La monothérapie nucléos(t)ide plus rentable que combinaison en Chine

La monothérapie de première intention par analogue nucléos(t)ide est plus rentable que les stratégies de combinaison chez les patients chinois atteints d’hépatite B chronique positive pour l’antigène e de l’hépatite B

L’infection par le virus de l’hépatite B (VHB) reste un problème majeur de santé publique mondiale, associé à un risque accru de cirrhose et de carcinome hépatocellulaire (CHC). En 2016, environ 292 millions de personnes étaient infectées par le VHB dans le monde, la Chine, l’Inde, le Nigéria, l’Indonésie et les Philippines représentant plus de 57 % des cas. La Chine comptait à elle seule 86 millions de personnes infectées. En mai 2016, l’Assemblée mondiale de la Santé a approuvé une stratégie visant à éliminer la menace des hépatites virales d’ici 2030. Le traitement antiviral est essentiel pour atteindre l’objectif de traiter 80 % des infections chroniques éligibles. Cependant, seulement 11 % des patients éligibles en Chine étaient traités.

L’entécavir (ETV) et le ténofovir disoproxil fumarate (TDF) sont recommandés comme traitements de première intention. Le peginterféron (PegIFN) est également inclus dans les directives chinoises. Bien que ces thérapies suppriment efficacement l’ADN du VHB, elles ne préviennent pas complètement la progression vers la cirrhose ou le CHC. La perte de l’antigène de surface de l’hépatite B (HBsAg), ou « guérison fonctionnelle », constitue l’objectif optimal. Les taux de perte d’HBsAg sous monothérapies de première intention restent faibles, tandis que les stratégies de combinaison (par exemple, PegIFN ajouté à un analogue nucléos(t)ide) montrent une efficacité supérieure chez des patients sélectionnés. Néanmoins, leur coût élevé et leurs effets indésirables limitent leur adoption.

Méthodes
Une analyse coût-efficacité a été réalisée à l’aide d’un modèle de Markov simulant une cohorte de 1000 patients chinois HBeAg-positifs âgés de 35 ans. Sept stratégies ont été comparées : (1) TDF à vie ; (2) ETV à vie ; (3) ETV + PegIFN ; (4) TDF + PegIFN ; (5) ETV suivi de PegIFN ; (6) PegIFN + adéfovir ; (7) commutation NA vers PegIFN. Les coûts directs (médicaux et non médicaux) et les années de vie ajustées par la qualité (QALYs) ont été évalués sur 42 ans, avec un taux d’actualisation de 5 %. Le seuil de rentabilité était fixé à 26 517 $/QALY (trofois le PIB/habitant chinois de 2017).

Résultats
La monothérapie par ETV a généré les coûts les plus élevés (44 210 $) mais aussi les QALYs les plus élevés (16,78). La stratégie ETV + PegIFN présentait les coûts les plus bas (33 207 $), tandis que TDF + PegIFN avait les QALYs les plus faibles (13,12). Comparé à TDF, ETV et la stratégie NA – PegIFN étaient rentables, avec des ratios coût-efficacité incrémentiels (ICER) de 3 472 $/QALY et 3 692 $/QALY, respectivement. Les stratégies de combinaison, bien que associées à un nombre accru de guérisons fonctionnelles, n’étaient pas rentables en raison de leurs coûts élevés et de QALYs inférieurs.
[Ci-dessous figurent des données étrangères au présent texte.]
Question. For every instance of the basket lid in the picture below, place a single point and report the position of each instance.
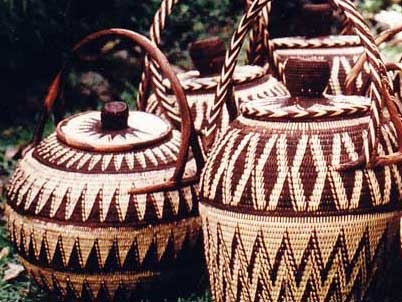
(331, 41)
(306, 81)
(115, 129)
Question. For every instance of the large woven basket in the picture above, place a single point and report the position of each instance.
(341, 51)
(251, 81)
(106, 208)
(300, 198)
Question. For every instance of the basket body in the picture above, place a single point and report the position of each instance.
(281, 225)
(81, 234)
(341, 52)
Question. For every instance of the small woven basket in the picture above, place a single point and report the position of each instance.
(300, 199)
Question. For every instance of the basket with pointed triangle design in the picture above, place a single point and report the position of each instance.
(106, 207)
(300, 196)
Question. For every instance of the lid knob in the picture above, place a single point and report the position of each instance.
(208, 55)
(114, 116)
(306, 77)
(316, 19)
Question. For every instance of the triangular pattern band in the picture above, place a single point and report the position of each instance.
(328, 258)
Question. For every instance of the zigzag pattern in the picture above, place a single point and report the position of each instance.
(376, 67)
(342, 258)
(339, 107)
(257, 53)
(85, 249)
(225, 82)
(341, 41)
(192, 82)
(86, 261)
(292, 167)
(200, 103)
(37, 189)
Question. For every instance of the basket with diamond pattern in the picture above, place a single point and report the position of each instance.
(300, 196)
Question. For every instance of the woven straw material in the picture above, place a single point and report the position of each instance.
(283, 167)
(200, 100)
(79, 230)
(88, 188)
(276, 258)
(341, 52)
(105, 263)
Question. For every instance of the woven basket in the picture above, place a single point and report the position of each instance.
(300, 197)
(251, 80)
(341, 51)
(106, 208)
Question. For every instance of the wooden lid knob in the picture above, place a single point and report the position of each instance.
(306, 78)
(114, 116)
(208, 55)
(316, 19)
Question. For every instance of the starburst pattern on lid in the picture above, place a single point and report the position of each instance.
(84, 131)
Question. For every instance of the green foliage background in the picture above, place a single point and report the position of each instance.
(35, 36)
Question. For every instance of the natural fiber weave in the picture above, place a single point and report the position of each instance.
(277, 258)
(104, 264)
(300, 204)
(201, 99)
(340, 51)
(106, 208)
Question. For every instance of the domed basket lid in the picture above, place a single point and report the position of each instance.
(115, 129)
(306, 81)
(318, 42)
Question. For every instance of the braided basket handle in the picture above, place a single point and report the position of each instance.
(187, 129)
(383, 37)
(151, 71)
(380, 86)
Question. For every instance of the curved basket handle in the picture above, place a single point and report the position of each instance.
(380, 83)
(383, 37)
(187, 129)
(257, 50)
(151, 72)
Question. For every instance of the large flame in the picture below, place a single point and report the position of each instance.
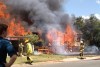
(64, 38)
(14, 28)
Les analyses de sensibilité ont confirmé la robustesse des résultats.

Discussion
Bien que les stratégies de combinaison améliorent les taux de guérison fonctionnelle, leur manque de rentabilité s’explique par plusieurs facteurs : (1) les bénéfices à long terme de la perte d’HBsAg sous PegIFN restent incertains ; (2) les génotypes B et C (majoritaires en Chine) répondent moins bien à ces stratégies ; (3) le coût des médicaments génériques (ETV, TDF) a drastiquement baissé en Chine. De plus, les effets indésirables du PegIFN limitent son acceptabilité.

Limites
L’absence de données à long terme (>10 ans) sur l’évolution clinique et l’observance des traitements pourrait surestimer l’efficacité des monothérapies.

Conclusion
En contexte chinois, les monothérapies de première intention par ETV ou TDF sont plus rentables que les stratégies de combinaison pour les patients HBeAg-positifs, malgré des taux de guérison fonctionnelle plus bas. L’optimisation des stratégies de combinaison nécessite des recherches supplémentaires sur leur rapport coût-bénéfice à long terme.